# how do u use usenetserver.com?



## iza (Mar 15, 2007)

i'm stoopid!!! how do you use usenet?


----------



## thegame07 (Mar 15, 2007)

you have to pay a fee. However theres free programes out there that let you use newsgroups. i Can help if you wish.


----------



## tbkonwso (Mar 15, 2007)

QUOTE(thegame07 @ Mar 15 2007 said:


> you have to pay a fee. However theres free programes out there that let you use newsgroups. i Can help if you wish.




my friend told me that he no longer uses bit torrent to download anymorte bur news group...i didnt really get it. so can i use free programs to go on usenet to downmload stuff?


----------



## H8TR (Mar 15, 2007)

I'm pretty sure you have to use a program like Newsleecher or Grab It


----------



## thegame07 (Mar 15, 2007)

yes you can use free programmes to download from newgroups. As long as your internet provider is supported. I use Grabit.


----------



## mslugx (Mar 15, 2007)

can explain some more detail on it? Thank you very much.


----------



## captain^k (Mar 15, 2007)

http://www.slyck.com/ng.php

your one stop usenet newb shop

btw - the first rule of usenet is...

!!!


----------



## iza (Mar 15, 2007)

i subcribed to the usenet 3day/$3 service, do i just double click the nzb, or do i have to downloaai got a 3 day/$3 trial on usenetserver... what do i have to lose, i have newsleecher, and have download each part of the rar?


----------



## Renegade_R (Mar 15, 2007)

Alright, I am a Usenetserver subscriber here's how it works:

I am assuming you are looking for Wii ISOs.  First, go to GBATemp's release list for Wii ISOs.  Find the file name of the ISO.  Enter that filename into Usenetserver's very elusive search engine tool.  When it finds results, save them all into an NZB.  NZB will act as a guide so you don't have to download billions of headers just to find one file.
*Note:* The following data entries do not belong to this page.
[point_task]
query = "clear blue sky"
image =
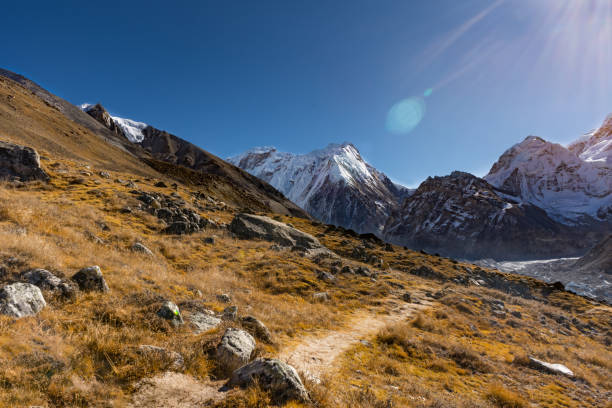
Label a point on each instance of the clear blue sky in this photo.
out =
(229, 75)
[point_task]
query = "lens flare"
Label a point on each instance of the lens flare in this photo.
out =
(405, 115)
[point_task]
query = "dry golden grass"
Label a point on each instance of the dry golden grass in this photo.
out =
(83, 353)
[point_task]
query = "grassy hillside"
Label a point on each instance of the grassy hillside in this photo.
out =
(457, 352)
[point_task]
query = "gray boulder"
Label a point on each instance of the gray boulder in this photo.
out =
(21, 299)
(550, 367)
(234, 350)
(321, 297)
(42, 278)
(20, 163)
(256, 328)
(138, 247)
(171, 359)
(274, 376)
(171, 312)
(45, 280)
(203, 322)
(248, 226)
(91, 279)
(230, 313)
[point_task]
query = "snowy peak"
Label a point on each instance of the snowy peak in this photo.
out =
(596, 147)
(334, 184)
(569, 183)
(130, 129)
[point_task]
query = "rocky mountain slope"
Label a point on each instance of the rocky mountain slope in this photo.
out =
(573, 184)
(463, 215)
(174, 156)
(334, 184)
(118, 288)
(103, 304)
(588, 275)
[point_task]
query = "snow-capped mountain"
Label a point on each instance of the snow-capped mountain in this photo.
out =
(334, 184)
(131, 129)
(573, 184)
(463, 215)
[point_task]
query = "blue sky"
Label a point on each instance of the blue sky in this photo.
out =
(298, 75)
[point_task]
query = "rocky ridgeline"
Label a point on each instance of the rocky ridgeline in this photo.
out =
(173, 210)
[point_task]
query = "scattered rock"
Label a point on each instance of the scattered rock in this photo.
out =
(274, 376)
(321, 297)
(348, 270)
(180, 228)
(257, 328)
(230, 313)
(138, 247)
(173, 360)
(234, 350)
(20, 163)
(248, 226)
(21, 299)
(203, 322)
(171, 312)
(326, 277)
(42, 278)
(363, 271)
(90, 279)
(549, 367)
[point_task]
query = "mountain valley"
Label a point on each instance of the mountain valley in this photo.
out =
(139, 270)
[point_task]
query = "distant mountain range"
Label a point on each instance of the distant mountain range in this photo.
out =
(333, 184)
(540, 199)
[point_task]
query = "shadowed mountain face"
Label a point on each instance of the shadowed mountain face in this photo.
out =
(34, 117)
(463, 215)
(334, 184)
Double click the NZB and it will boot up your Newsgroup Browser (I use NewsBin Pro if you're wondering).  You MUST download each portion of the RAR files, also, you may want to download the par files too.  They are parity files, as per my experience, 40% of my Wii ISO downloads fail because they are missing 3-4 bytes at the end of each archive.  Use parity files if this happens.  Its a lifesaver.  You can literally rebuild files that have completely gone missing out of thin air with these par files.
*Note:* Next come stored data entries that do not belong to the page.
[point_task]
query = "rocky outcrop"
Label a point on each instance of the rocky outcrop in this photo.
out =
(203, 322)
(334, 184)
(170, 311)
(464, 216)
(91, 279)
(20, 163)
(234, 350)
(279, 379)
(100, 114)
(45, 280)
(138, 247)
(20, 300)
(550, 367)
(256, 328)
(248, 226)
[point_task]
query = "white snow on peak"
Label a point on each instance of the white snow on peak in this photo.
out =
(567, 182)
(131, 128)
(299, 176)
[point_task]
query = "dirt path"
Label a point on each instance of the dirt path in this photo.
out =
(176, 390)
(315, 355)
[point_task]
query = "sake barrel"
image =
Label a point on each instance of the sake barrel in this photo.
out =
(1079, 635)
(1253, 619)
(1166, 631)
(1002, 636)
QuickPAR is a good program.


----------



## iza (Mar 15, 2007)

news leecher is downloading a few nzb's now, i guess i'll be able to check it in the morning, i wont have my wiikey till friday, is there anyway to check if it's a working iso?


----------



## Perplexer (Mar 15, 2007)

If you extract all the RAR files and get no error messages, then you'll have a working ISO


----------



## Dirtie (Mar 15, 2007)

There's no point downloading the bigger par2 files until you've downloaded all the rars and checked the files. Newsleecher has an option to automatically pause the bigger par2 files but not the smallest (empty) one. What you should do, is download all the rars plus the empty par2 file, run the par2 file, and that'll tell you if it's all good or if it needs more parts, at which stage you'd download some of the other par2s for repair (see that slyck guide for more info).

Once the files have been verified with the par2, they're all good, so your ISO will be fine


----------



## friedchicken (Mar 15, 2007)

what you need:
news program that supports .nzb ( you got newsleecher)
binsearch.info to search for stuff and generate nzb (associate nzb w/ newsleecher)
quickpar to check for file completeness. do so by downloading one of the small .par/.par2 files e.g namexxxxyyyyzzzz.par2, if corrupt/uncompleted it will tell you number of blocks(##) you need. download par files until you sufficient blocks. e.g namexxxxyyyyzzzz.volAAA+*###*.par2 ###=blocks
repair
then use 7zip/winrar to extract and it should work just fine.


----------



## iza (Mar 15, 2007)

any good groups? a.b.g.xxx? i'm useing a.b.g.wii, but i'm looking for a specific file... su-wkoropal is the file name on the release list... and i dont see it on this list... also, is there anyway to que nzb titles, i tried last night, but all it did was dl the nzb file and not all the files that came with it...


----------



## mslugx (Mar 16, 2007)

can anybody list some free news net? thank you very much.


----------



## friedchicken (Mar 16, 2007)

@mslugx
the free ones suck. got like a day retention and limit it gigs. very hard to get what you want. go pay, spend 3bucks for 3 days. or go one month of unlimited. if you got slow broad band aka under 4mbit, go for the month.

@iza
do bother using headers and groups. got to www.binsearch.info
it will search through all the groups. saves you a lot of bandwidth from downloading (EDIT: all the headers from a specific group.)
here is what you wanted
http://www.binsearch.info/index.php?q=su-w...font=&postdate=


----------



## mslugx (Mar 16, 2007)

QUOTE(friedchicken @ Mar 16 2007 said:


> @mslugx
> the free ones suck. got like a day retention and limit it gigs. very hard to get what you want. go pay, spend 3bucks for 3 days. or go one month of unlimited. if you got slow broad band aka under 4mbit, go for the month.
> 
> @iza
> ...




thanks a lot. I thought their are some good ones.


----------



## Dirtie (Mar 16, 2007)

QUOTE(friedchicken @ Mar 16 2007 said:


> @iza
> do bother using headers and groups. got to www.binsearch.info
> it will search through all the groups. saves you a lot of bandwidth from downloading (EDIT: all the headers from a specific group.)
> here is what you wanted
> http://www.binsearch.info/index.php?q=su-w...font=&postdate=


Also http://www.binsearch.info/?q=su-wkoropal&m...v_age=&server=2
Binsearch is great, you just gotta remember to search in the most popular groups AND other groups.


----------